Os estudantes estavam todos atentos a ele.
Alguns estavam surpresos, outros animados, outros curiosos, alguns franziram o cenho, outros mantinham o rosto impassível.
Uns haviam acabado de acordar e ainda não entendiam o que estava acontecendo; outros explicavam com entusiasmo aos colegas ao lado.
Mas não havia dúvida.
Mesmo o estudante mais sonolento, ou o menos interessado na aula, ao menos levantou a cabeça para observar Aiwass, que causava tanto alvoroço.
Aiwass estava bem no centro das atenções, encarando-os e sorrindo.
Diante da curiosidade e dos olhares inquisitivos, ele não sentiu nenhum nervosismo. Pelo contrário, estava animado, com uma eletricidade inquieta pulsando-lhe nas veias. Sua coluna se tensionava inconscientemente, como se fosse delicadamente tocada pelos dedos de uma jovem.
Foi a primeira vez que Aiwass percebeu... e também a primeira vez que pôde perceber, o quanto se adaptava a ambientes com grande público.
Ele ergueu o rosto e mostrou um sorriso radiante.
Estendeu a mão, ligando o alto-falante, que ao ser ativado emitiu um zumbido agudo.
“Olá a todos, meu nome é Aiwass Moriarty.
“Talvez já me conheçam... pelas palavras de outros, ou pelos jornais. Talvez não me conheçam — mas isso não importa. A partir de agora, sou colega de vocês, do mesmo instituto, do mesmo curso, até da mesma turma.”
A voz suave de Aiwass, com um leve eco, preencheu todo o auditório em degraus: “Como podem ver, minha saúde não é das melhores. Desde o início do semestre, estudo em casa. E atrás de mim está minha amiga Lily, que me ajuda a me locomover.”
Ao terminar, a criada Lily fez uma leve reverência para o público em nome de Aiwass.
Em seguida, Aiwass sorriu e continuou: “O professor Bard claramente quis me testar um pouco. Saber se realmente estudei em casa... e se posso acompanhar o ritmo de vocês.
“Então vou falar um pouco.
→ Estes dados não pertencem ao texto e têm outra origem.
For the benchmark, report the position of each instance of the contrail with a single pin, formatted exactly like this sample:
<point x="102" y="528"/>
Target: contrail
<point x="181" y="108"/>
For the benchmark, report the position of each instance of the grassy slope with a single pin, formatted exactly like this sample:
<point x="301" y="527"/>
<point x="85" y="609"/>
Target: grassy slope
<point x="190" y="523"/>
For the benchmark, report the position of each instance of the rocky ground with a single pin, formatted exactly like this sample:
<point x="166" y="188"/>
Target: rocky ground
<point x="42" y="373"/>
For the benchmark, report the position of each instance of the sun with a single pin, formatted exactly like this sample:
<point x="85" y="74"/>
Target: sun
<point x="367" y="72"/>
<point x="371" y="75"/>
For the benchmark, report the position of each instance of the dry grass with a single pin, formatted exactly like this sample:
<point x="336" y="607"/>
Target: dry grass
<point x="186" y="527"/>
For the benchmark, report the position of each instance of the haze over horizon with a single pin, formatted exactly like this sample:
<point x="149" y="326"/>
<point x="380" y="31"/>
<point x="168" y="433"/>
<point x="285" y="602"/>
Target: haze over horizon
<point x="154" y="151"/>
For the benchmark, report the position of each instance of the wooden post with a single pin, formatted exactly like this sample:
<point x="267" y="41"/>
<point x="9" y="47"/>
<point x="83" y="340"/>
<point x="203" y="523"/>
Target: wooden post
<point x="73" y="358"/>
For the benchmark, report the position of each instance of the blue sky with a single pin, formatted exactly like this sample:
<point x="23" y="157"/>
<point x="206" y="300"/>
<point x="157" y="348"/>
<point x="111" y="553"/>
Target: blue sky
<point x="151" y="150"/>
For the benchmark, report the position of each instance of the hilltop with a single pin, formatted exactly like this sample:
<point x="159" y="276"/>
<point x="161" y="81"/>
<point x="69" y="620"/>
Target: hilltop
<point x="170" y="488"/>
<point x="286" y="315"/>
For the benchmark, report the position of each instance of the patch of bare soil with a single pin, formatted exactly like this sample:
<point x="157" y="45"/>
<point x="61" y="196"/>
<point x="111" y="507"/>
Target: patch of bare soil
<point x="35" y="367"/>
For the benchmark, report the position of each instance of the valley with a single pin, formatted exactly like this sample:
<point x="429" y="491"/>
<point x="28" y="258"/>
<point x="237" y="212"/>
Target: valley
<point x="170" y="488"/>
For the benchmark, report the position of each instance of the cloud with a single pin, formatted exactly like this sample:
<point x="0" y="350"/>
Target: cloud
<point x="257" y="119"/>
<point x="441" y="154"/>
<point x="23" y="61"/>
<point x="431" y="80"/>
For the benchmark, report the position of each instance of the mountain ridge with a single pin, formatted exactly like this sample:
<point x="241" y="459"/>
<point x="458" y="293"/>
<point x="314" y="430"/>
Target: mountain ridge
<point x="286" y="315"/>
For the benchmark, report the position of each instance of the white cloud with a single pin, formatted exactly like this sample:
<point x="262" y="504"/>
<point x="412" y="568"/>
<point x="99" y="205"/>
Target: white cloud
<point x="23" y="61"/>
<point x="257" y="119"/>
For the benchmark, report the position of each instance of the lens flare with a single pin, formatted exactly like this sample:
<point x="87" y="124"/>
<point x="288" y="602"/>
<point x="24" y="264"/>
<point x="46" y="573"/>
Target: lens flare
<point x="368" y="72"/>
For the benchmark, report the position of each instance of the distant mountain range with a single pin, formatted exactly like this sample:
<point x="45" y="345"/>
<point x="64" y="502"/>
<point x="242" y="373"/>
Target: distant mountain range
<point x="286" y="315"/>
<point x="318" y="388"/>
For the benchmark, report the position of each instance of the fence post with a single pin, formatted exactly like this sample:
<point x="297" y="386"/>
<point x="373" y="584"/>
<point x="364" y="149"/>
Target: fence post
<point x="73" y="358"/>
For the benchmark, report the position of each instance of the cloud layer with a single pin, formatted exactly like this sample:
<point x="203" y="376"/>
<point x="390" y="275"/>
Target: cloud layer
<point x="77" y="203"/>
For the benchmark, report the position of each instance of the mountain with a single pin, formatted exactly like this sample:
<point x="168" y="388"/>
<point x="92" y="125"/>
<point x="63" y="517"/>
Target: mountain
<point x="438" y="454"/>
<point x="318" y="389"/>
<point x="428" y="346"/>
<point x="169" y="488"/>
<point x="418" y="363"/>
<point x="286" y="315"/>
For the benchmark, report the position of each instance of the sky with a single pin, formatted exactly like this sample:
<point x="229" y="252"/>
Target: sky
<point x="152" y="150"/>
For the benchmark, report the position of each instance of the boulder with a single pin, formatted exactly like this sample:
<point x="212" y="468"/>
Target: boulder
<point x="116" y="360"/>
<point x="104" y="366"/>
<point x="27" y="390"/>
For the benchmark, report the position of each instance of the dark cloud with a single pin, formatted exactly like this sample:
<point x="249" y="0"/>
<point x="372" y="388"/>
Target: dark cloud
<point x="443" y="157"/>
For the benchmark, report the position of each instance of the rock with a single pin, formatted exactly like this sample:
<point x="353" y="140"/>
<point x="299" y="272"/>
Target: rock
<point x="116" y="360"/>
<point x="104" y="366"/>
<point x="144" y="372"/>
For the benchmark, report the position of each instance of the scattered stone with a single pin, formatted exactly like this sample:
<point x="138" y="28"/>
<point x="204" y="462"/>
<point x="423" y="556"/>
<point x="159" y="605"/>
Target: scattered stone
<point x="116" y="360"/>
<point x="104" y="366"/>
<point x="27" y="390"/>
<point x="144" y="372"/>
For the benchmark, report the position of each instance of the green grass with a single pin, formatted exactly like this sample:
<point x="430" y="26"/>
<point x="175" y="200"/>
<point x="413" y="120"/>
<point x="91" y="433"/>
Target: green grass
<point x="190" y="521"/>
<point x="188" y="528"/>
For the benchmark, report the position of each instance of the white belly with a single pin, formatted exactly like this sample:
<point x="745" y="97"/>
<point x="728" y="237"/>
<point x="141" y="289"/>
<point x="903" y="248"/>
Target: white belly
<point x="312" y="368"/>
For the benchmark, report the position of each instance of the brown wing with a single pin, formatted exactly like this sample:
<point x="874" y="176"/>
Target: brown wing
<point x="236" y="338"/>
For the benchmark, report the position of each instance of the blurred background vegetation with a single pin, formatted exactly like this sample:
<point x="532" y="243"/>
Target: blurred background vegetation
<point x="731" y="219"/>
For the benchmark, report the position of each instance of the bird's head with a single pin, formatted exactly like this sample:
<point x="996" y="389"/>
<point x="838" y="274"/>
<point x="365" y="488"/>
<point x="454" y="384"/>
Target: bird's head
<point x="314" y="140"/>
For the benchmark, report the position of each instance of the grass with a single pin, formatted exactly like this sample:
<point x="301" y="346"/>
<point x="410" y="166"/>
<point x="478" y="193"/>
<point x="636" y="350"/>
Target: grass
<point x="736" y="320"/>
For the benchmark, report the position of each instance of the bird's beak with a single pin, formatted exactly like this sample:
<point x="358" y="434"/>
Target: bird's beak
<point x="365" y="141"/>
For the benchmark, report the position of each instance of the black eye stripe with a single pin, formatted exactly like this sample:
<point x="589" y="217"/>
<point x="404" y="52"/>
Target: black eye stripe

Afinal, sou estudante como vocês; se eu errar alguma coisa, peço que relevem.”
Enquanto falava, baixou os olhos para o conteúdo do plano de aula.
Era uma sequência de informações repetitivas: alguém fez algo em tal ano, tal mês, tal dia... Não era de admirar que os alunos ficassem entediados.
Se ele repetisse aquilo, passado o efeito da novidade, todos achariam enfadonho.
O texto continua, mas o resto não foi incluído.